Monday, March 30, 2009

Charles Simic in Defense of Lyric Poetry

In celebration of National Poetry Month, which begins on Wednesday, here's a fascinating meditation on the power of lyric poetry from Charles Simic's new collection of essays, The Renegade: Writings on Poetry and a Few Other Things:

Epic poetry is dead and dramatic poetry is moribund, but lyric poems continue to be written by both serious poets and teenagers in love. While its ancient origins are said to be songs composed for an occasion of celebration or mourning, the lyric has long since evolved into an expression of personal experience rather than of collective feelings. In his well-known denunciation of poetry in the Republic, Plato found use for hymns to the gods and eulogies to civic leaders, but singled out the lyric for being particularly self-indulgent and false in depicting reality. Stripped of musical accompaniment and plaintive tunes that could charm the listener, such poems not only showed their complete absence of ideas, but were harmful to those who seek truth. Plato was suspicious of the imagination. If he had not been, he would have realized that ideas in the way philosophers usually approach them have little to do with poems whose main concern is with using feelings to find what is authentic.

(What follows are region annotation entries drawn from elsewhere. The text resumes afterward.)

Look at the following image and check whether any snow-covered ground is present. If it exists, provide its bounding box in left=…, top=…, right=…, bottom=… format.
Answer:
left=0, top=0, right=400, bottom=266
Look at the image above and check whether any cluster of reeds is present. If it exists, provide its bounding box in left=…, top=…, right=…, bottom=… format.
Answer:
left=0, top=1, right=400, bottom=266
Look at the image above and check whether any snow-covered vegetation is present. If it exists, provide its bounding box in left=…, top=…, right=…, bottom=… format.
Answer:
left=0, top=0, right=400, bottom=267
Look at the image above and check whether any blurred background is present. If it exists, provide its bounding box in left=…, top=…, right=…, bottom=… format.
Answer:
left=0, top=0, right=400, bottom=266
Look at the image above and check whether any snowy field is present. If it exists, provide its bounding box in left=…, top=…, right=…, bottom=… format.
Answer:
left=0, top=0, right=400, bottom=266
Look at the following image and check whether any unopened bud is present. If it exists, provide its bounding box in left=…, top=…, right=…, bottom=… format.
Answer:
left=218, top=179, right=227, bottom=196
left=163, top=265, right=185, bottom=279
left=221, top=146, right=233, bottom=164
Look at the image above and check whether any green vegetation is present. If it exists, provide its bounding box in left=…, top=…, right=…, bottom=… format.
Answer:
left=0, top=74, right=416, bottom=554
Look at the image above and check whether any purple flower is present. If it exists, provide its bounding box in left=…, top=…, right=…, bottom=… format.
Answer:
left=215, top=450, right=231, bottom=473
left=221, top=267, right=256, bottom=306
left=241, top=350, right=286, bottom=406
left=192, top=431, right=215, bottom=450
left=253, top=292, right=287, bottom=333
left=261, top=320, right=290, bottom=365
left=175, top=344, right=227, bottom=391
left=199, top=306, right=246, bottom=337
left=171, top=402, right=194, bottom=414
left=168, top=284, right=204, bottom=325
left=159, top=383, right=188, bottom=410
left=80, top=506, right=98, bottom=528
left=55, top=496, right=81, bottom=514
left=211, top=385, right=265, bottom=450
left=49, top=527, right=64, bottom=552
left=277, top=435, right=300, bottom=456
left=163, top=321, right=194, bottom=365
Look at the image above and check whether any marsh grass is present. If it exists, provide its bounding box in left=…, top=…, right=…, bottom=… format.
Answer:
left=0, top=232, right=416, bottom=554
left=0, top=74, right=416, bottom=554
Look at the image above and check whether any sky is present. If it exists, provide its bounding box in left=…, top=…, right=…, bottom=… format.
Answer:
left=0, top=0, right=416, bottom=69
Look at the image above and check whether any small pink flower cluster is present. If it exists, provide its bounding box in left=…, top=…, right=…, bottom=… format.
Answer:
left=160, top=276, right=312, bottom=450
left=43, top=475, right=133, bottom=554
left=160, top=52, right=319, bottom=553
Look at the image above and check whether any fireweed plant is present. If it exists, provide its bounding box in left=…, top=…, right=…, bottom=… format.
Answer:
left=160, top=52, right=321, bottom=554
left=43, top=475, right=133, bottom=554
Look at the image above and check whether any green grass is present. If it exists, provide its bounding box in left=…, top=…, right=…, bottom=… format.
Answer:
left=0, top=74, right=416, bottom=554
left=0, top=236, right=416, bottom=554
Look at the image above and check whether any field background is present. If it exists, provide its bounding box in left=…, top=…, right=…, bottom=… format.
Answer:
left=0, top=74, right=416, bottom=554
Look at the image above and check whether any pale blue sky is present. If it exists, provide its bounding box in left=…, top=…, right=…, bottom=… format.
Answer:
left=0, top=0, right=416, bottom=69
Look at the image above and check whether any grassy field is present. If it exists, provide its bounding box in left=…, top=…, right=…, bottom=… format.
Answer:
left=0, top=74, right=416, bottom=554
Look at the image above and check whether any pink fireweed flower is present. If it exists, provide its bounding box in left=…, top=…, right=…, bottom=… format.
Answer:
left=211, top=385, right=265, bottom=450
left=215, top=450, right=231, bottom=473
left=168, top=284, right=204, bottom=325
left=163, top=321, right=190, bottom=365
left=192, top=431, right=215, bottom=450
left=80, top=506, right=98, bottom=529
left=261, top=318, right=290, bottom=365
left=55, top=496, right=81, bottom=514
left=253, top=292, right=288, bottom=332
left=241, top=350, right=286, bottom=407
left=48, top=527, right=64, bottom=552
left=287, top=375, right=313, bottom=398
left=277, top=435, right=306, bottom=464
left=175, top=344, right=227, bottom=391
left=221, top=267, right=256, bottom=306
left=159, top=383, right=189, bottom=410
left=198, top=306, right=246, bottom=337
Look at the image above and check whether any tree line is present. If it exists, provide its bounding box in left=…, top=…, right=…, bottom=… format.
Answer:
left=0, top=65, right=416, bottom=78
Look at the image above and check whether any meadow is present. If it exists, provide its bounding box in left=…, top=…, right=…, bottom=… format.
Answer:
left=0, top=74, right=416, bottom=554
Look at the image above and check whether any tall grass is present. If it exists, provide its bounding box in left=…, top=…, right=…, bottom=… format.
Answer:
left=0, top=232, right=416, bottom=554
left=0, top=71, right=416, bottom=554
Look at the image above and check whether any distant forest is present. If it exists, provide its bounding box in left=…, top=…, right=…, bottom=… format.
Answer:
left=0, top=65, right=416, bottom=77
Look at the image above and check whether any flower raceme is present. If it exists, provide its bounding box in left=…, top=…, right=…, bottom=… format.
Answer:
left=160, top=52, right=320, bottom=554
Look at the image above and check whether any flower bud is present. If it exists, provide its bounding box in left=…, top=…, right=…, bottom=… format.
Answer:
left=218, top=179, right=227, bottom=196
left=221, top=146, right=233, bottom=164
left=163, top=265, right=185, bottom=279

The more subjective and candid the poems were, the more dangerous they appeared to those who made it their business to worry about the moral uplift of their fellow citizens. Scandal is most likely the reason the lyric poem has been so successful over the centuries. To scribble, knowing that one's secret thoughts and language are disapproved of by everyone from one's parents to one's clergymen, is a delicious feeling. Every form of tyranny has taken a dim view of such irreverence. The main public use of the first-person pronoun that authoritarians approve of is the one extracted through forced confessions of heretics and enemies of the state. This much has always been true: if you want to get in trouble with whatever language police is in force, write verses about what you really feel and think.

Of course, there's much more to the lyric than risky subject matter. There's the ineffable something that makes poetry poetry, the sensation that every word has suddenly begun to mean much more than it usually does. Lyric poems require an exquisite ear on the part of the poet, an ability to weigh the exact amount of silence necessary between words and images in order to make them rich with meaning. The shorter such poems are, the harder they are to write. We know from experience the impact a line of poetry can have, the miraculous way in which two selves unknown to each other until that very moment come to share not only an understanding but a single imaginative space. In no time at all, cultural and historical differences are abolished and a poem written almost three thousand years ago comes to life on a page. Nowhere else in literature does one find the experience of living in the moment so vividly rendered as in lyric poetry. Despite seemingly infinite odds, somebody's private sentiments continue to enthrall generations of future readers. And yet, every time we read a poem, this is more or less what happens.